Pour expliquer ce phénomène, diverses hypothèses sont avancées. À commencer par des progrès réalisés dans le domaine du diagnostic précoce – « notamment grâce aux pratiques de dépistage, bien qu’il soit difficile d’en quantifier l’apport », précise SPF, mais aussi grâce à l’amélioration des outils diagnostiques. Mais des avancées thérapeutiques comme les thérapies ciblées, les combinaisons thérapeutiques ou les hormonothérapies, ou encore la surveillance accrue des patients « notamment en oncogériatrie et grâce aux réunions de concertation pluridisciplinaire » entreraient aussi en ligne de compte.
La survie encore dépendante du sexe et de l’âge
Cependant, le rapport suggère que ces progrès apparaissent encore trop dépendants de facteurs tels que l’âge, et ce en particulier pour les cancers solides. Conséquence : le pronostic de nombreux cancers continue de varier avec les années, et ce au détriment des patients les plus âgés. Un constat probablement du, comme le rapporte le Dr Coureau, à un diagnostic plus tardif chez les personnes âgées et aux comorbidités associées à l’âge, qui contre-indiquent les traitements les plus agressifs mais aussi les plus efficaces.
Autre facteur de variation de la survie : le sexe, souvent avancé comme déterminant de la sensibilisation au dépistage ou à l’exposition à certaines conduites à risque (consommation de tabac et d’alcool). « Que ce soit pour les tumeurs solides ou les hémopathies malignes, l’étude montre des différences de survie en fonction du sexe en faveur des femmes pour la quasi-totalité des cancers étudiés ».

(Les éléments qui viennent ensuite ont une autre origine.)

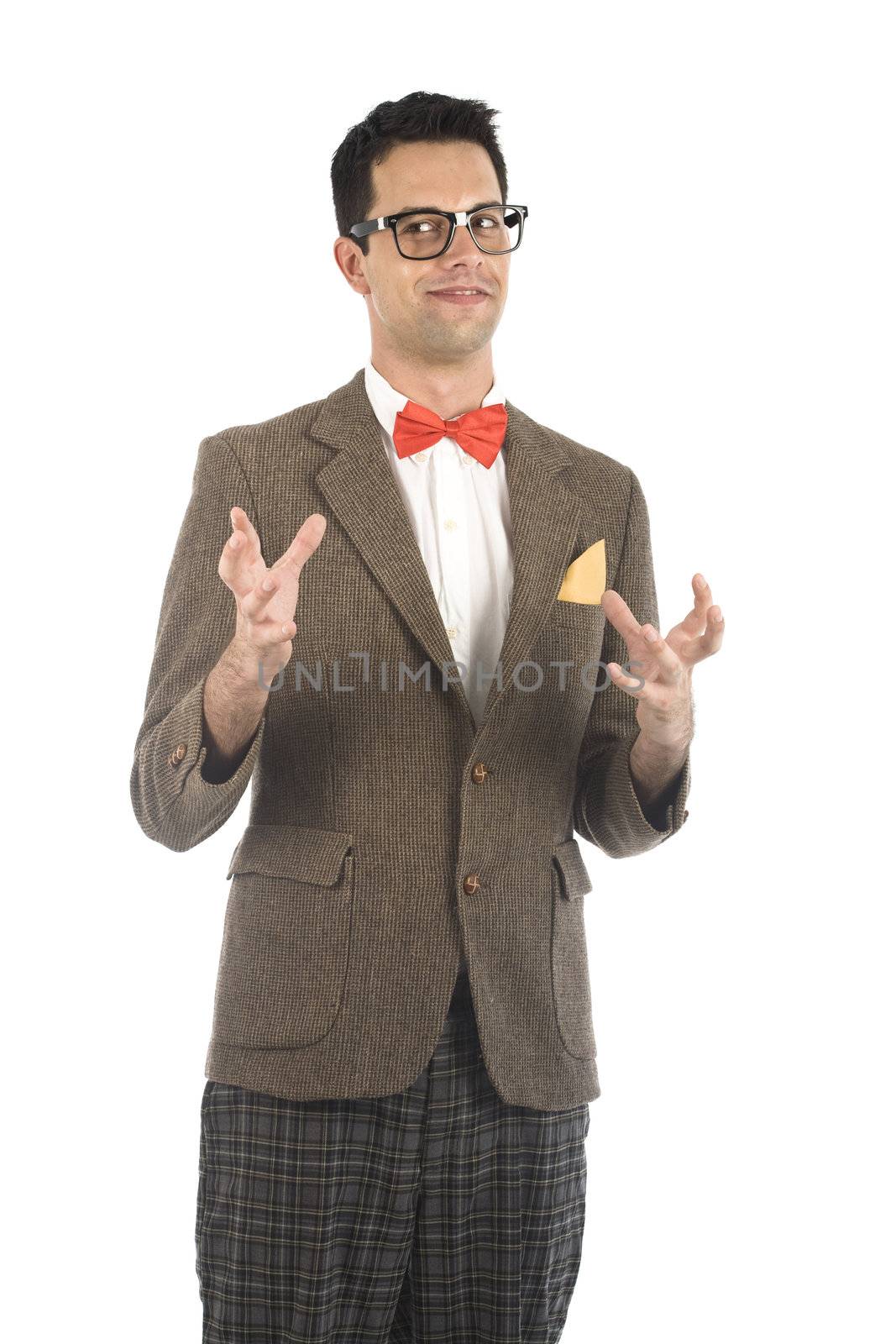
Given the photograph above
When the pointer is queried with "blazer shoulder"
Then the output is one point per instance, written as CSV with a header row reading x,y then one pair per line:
x,y
288,430
587,470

Pas assez de progrès du côté des cancers de mauvais pronostic
Autre bémol : « certains cancers de mauvais pronostic conservent des survies à 5 ans basses, chez l’homme et la femme », déplore Santé Publique France. Ainsi, « les cancers de pronostic défavorable représentent [encore] entre [20 et 30 %] des cancers, parmi lesquels le cancer du poumon (survie inférieure à 25 % à 5 ans) », indique le Gaëlle Coureau. Des observations d'ailleurs déjà formulées en novembre par l’INCa après de premières analyses.
La survie associée à quelques cancers aurait même diminué, à l’instar du cancer de la vessie chez la femme et de la thrombocytémie essentielle chez les plus de 60 ans. Cette évolution pourrait toutefois être due à des évolutions des critères de diagnostic de ces cancers.
En outre, si pour la plupart des cancers et hémopathies de pronostic favorable à 5 ans, « on observe à 20 ans une survie nette relativement stable quel que soit l’âge », ce n’est pas le cas de tous les cancers de pronostic intermédiaire. Certains enregistreraient en effet « un recul important de la survie nette entre 5 et 20 ans », comme les cancers de la sphère ORL (- 25 à - 30 points) – et en particulier ceux des lèvres-bouche-pharynx (survie nette à 20 ans de 10 % contre 44 % à 5 ans).